Total cellular RNA was extracted from RAW 264.7 cells using Illustra RNAspin Mini RNA Isolation Kit (GE Healthcare). An aliquot of 0.8 μg RNA was used to synthesize cDNA using a High-Capacity cDNA Archive kit (Applied Biosystems, Foster City, CA, USA). Quantitative PCR was performed with 2 μL of the cDNA obtained above in a 20 μL solution containing 200 nM primers (Table 4) and Power SYBR® Green PCR Master Mix (Life Technologies). Amplification was conducted in an ABI StepOne Real Time PCR System. PCR conditions were as follows: 95 °C for 2 min, 40 cycles at 94 °C for 15 s, and 60 °C for 60 s. The cycle threshold (Ct) values of each gene and the internal control β-actin were obtained and the relative quantification for each gene was calculated using the ΔΔCt method.

Table 4

Primer pairs used in RT-Q-PCR.

Gene	Primers	Amplicon (bp)
β-actin	GGCTGTATTCCCCTCCATCG, CCAGTTGGTAACAATGCCATGT	154
iNOS	GTTCTCAGCCCAACAATACAAGA, GTGGACGGGTCGATGTCAC	127
HO-1	AAGCCGAGAATGCTGAGTTCA, GCCGTGTAGATATGGTACAAGGA	100
IL-1β	TTCAGGCAGGCAGTATCACTC, GAAGGTCCACGGGAAAGACAC	75
COX-2	TGAGCAACTATTCCAAACCAGC, GCACGTAGTCTTCGATCACTATC	74
mPGES-1	ATGAGGCTGCGGAAGAAGG, GCCGAGGAAGAGGAAAGGATAG	150

4.10. Statistical Analysis

All experiments were repeated at least three times. The results were presented as means ± SD and analyzed by the Kruskal–Wallis Test. A p value of <0.05 was taken to be significant. If the Kruskal-Wallis Test shows a significant difference between the groups, then pairwise comparisons were used by employing the Mann–Whitney U Tests.

5. Conclusions

This research shows for the first time the possible applications of oil production residues from Camellia tenuifloria in the food additive, medicine, and cosmetic industries.
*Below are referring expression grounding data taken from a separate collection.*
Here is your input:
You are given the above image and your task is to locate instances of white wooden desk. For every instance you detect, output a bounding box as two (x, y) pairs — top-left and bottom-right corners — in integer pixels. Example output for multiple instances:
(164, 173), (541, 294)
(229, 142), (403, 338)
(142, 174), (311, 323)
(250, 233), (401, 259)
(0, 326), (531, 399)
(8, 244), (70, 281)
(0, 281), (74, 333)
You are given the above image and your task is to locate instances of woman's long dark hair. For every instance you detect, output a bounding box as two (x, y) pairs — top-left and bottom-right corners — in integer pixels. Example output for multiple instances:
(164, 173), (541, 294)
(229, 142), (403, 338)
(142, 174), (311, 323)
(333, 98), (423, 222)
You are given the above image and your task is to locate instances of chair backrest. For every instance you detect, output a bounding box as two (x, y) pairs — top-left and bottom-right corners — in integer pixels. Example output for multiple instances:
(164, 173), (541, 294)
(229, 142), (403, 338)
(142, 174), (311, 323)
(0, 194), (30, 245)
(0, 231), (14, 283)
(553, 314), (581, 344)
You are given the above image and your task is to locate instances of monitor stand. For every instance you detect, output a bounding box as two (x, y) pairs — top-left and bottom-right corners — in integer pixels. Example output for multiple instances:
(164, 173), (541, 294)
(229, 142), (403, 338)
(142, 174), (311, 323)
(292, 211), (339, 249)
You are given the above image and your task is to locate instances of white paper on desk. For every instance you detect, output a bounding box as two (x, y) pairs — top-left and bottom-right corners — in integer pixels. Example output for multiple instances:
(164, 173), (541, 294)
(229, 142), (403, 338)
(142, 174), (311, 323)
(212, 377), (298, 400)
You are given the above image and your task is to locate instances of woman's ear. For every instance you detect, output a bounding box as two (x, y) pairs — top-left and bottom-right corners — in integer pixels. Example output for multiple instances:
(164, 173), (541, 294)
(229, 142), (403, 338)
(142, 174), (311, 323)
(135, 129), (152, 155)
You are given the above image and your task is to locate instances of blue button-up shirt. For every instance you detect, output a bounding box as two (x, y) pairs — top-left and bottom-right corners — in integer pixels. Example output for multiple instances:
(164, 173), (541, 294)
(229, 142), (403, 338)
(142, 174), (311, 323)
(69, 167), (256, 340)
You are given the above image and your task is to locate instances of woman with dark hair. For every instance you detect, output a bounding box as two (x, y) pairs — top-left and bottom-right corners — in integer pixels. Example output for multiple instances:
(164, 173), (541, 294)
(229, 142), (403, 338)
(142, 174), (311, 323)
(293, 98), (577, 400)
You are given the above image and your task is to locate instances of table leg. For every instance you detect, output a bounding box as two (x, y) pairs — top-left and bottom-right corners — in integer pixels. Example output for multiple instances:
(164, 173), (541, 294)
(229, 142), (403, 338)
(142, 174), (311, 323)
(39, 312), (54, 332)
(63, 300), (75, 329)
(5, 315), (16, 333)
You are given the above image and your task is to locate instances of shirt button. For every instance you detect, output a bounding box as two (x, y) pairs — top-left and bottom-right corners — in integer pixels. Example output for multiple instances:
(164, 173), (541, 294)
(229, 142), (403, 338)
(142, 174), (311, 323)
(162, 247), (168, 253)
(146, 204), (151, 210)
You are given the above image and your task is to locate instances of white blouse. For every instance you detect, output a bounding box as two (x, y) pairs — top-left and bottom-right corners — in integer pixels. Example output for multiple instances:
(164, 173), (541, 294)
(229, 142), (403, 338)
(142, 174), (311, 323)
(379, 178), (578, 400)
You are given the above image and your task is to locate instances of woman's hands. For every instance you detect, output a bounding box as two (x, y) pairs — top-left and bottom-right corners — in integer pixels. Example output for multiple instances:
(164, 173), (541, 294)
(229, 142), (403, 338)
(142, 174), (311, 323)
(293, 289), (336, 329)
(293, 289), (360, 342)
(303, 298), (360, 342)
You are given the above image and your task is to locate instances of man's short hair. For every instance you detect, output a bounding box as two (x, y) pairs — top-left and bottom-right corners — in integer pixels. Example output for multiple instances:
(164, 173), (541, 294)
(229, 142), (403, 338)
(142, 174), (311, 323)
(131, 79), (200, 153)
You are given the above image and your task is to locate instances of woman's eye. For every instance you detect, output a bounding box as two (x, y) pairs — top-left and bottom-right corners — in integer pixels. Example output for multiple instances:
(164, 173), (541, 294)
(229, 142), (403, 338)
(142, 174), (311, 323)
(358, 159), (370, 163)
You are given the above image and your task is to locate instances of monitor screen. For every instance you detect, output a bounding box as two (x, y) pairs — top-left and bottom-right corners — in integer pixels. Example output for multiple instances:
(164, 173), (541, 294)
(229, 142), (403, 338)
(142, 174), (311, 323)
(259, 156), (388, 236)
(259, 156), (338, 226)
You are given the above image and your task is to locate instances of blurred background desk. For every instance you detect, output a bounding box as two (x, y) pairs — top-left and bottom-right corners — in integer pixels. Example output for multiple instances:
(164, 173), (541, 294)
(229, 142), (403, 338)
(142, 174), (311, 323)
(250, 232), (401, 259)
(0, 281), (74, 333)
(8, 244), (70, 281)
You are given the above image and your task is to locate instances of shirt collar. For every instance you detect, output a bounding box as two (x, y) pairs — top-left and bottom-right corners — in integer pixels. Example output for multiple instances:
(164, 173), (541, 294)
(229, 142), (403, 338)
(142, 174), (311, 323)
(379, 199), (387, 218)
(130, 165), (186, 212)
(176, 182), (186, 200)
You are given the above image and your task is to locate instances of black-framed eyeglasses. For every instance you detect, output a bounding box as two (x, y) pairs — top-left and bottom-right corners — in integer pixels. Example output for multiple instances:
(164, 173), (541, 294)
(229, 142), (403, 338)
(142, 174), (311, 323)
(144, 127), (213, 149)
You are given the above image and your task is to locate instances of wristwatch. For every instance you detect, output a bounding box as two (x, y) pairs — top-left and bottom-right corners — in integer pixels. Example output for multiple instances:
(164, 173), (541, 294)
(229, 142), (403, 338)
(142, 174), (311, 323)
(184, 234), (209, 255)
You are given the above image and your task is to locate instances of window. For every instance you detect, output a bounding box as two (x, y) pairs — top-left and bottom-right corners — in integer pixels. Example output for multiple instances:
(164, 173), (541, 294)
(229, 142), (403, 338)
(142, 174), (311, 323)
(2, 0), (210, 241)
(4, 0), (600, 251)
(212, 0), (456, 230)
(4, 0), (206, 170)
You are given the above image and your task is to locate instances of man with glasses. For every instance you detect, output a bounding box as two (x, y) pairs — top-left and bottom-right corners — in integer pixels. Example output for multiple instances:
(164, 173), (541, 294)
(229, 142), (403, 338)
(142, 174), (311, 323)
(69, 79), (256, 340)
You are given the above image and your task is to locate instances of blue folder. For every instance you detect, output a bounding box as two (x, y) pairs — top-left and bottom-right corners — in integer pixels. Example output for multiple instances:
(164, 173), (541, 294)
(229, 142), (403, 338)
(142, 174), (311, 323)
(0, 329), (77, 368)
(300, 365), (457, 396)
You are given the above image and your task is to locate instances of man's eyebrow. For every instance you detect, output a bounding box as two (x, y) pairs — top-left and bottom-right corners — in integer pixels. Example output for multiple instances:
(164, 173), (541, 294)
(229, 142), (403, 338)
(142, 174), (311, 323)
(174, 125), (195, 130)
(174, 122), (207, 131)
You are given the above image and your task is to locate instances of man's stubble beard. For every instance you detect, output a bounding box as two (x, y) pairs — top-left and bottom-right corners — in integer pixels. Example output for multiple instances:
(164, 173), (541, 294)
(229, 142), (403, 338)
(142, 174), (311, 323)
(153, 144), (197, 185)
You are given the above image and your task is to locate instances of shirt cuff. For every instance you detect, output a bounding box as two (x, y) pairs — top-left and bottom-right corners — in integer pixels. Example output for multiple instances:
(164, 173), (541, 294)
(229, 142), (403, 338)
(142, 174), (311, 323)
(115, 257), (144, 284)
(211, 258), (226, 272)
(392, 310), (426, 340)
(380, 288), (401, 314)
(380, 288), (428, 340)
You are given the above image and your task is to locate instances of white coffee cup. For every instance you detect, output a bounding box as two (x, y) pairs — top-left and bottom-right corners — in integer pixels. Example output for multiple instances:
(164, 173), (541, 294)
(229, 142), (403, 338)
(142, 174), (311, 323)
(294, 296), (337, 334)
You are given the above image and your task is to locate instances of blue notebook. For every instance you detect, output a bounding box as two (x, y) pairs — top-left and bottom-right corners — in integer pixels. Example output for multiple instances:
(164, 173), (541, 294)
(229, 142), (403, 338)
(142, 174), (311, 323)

The crude ethanol extracts of fruit shell and seed shell (FE and SE) contained more phenolic contents than that of seed pomace (PE), and exhibited stronger antioxidant and anti-tyrosinase activities. Among all of the partition fractions, the methanol and aqueous fractions of seed shell (SM and SA) exhibited the strongest DPPH scavenging activities, indicating both phenolic and non-phenolic antioxidants existing in the seed shell. In contrast, the strongest anti-tyrosinase activities were in the butanol and aqueous fractions of the seed shell (SB and SA). The methanol fractions of seed shell (SM) and seed pomace (PM) were the only fractions which exhibited anti-inflammatory activity without exerting cytotoxicity in RAW 264.7 cells, and the activity of SM was much stronger than that of PM. SM reduced NO production, iNOS protein and mRNA expression in LPS-activated RAW 264.7 cells. It also repressed the expression of IL-1β, and the production of PGE2 and IL-6 in response to LPS. The up-regulation of HO-1 expression contributed, at least in part, to the anti-inflammatory action of SM. In conclusion, the seed shell of C. tenuifloria is a potent antioxidant, anti-tyrosinase and anti-inflammatory agent, thereby warranting further investigations into its active components and underlying mechanisms.